The party's only known candidate at both of those elections included William McCristal, one of the most prolific unsuccessful candidates for political office in Australian history.

===Australian Republican Party (1956–1970s)===
Another Australian Republican Party was formed in 1956 in response to the playing of "God Save the Queen" at the 1956 Melbourne Olympics. It was based in Melbourne, but by 1970 had branches in New South Wales and Queensland. It suffered from "low membership, internal division and a potentially divisive range of policies beyond just republicanism. In 1964, the party proposed a massive expansion of the welfare state funded by the deregulation of gambling. It was also in favour of the Vietnam War, U.S. bases on Australian soil, conscription, and quotas for Asian immigration.

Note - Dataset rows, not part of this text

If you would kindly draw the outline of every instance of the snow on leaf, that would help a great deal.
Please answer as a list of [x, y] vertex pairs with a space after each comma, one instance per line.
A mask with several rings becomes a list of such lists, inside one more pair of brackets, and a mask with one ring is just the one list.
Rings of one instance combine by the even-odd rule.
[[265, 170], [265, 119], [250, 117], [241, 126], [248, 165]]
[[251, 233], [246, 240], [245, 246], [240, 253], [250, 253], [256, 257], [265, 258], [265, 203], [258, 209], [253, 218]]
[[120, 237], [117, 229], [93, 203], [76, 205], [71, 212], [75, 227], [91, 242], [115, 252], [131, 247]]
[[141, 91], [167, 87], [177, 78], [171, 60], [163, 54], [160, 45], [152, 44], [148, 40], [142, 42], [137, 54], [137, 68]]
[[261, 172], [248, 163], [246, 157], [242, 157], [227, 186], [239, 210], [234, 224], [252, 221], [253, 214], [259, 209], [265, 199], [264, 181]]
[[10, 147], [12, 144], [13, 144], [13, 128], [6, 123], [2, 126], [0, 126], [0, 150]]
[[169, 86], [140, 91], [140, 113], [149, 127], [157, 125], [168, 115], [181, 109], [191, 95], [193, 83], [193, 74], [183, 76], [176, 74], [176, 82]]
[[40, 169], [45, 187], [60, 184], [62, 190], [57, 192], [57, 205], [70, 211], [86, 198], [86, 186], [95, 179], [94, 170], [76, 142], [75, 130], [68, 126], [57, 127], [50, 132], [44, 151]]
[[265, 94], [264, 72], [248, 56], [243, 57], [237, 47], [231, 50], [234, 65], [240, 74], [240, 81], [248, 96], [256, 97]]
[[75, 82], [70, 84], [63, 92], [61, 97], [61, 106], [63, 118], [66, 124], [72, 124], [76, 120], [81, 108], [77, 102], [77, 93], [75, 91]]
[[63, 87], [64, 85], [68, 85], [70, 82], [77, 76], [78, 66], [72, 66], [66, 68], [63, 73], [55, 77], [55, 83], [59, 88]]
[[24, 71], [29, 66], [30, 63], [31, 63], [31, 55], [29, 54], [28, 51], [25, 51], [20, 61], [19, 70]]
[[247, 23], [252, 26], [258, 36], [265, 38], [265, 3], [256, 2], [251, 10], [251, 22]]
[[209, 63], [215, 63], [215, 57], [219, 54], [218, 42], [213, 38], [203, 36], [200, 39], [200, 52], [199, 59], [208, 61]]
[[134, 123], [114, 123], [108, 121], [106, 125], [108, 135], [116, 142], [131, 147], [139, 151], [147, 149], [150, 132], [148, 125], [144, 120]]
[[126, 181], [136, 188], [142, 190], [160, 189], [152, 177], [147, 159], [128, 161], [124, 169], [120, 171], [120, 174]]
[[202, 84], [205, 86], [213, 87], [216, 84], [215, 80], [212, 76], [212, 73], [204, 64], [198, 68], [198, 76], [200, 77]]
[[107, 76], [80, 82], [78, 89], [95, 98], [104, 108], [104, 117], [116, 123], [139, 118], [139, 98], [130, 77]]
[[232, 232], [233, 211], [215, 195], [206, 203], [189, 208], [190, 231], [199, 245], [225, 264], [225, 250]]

The 1973 New South Wales state election was the first time that the Republican Party contested an election outside Victoria. In 1974, the party elected Doreen Storry as its leader. It was reported that she was the first woman to lead an Australian political party. As well as supporting republicanism, the party was said to oppose "any form of socialism, foreign equity or monopolistic practices in Australia".

===Republican Party of Australia (1982–2021)===
The most recent version of the Republican Party of Australia was founded in Sydney in 1982 by Peter Consandine. By the 1990s, the party's platform called for the reform of the Australian court system and for the reintroduction of one-cent and two-cent coins. The Republican Party of Australia was first registered for federal elections by the Australian Electoral Commission (AEC) in 1992. It contested the 2004 federal election, but was not registered at the time of the 2007 election, although some of its members stood as independent candidates.

The party was re-registered on 9 July 2013, but was deregistered on 15 February 2016 after failing to demonstrate the required number of members. The party's registered officer appealed that decision on 2 March 2016, but it was affirmed by the Electoral Commission on 24 August 2016. The party applied for federal registration again in 2017, and the party was approved on 31 July of that year. The party was voluntarily deregistered on the 20 July 2021.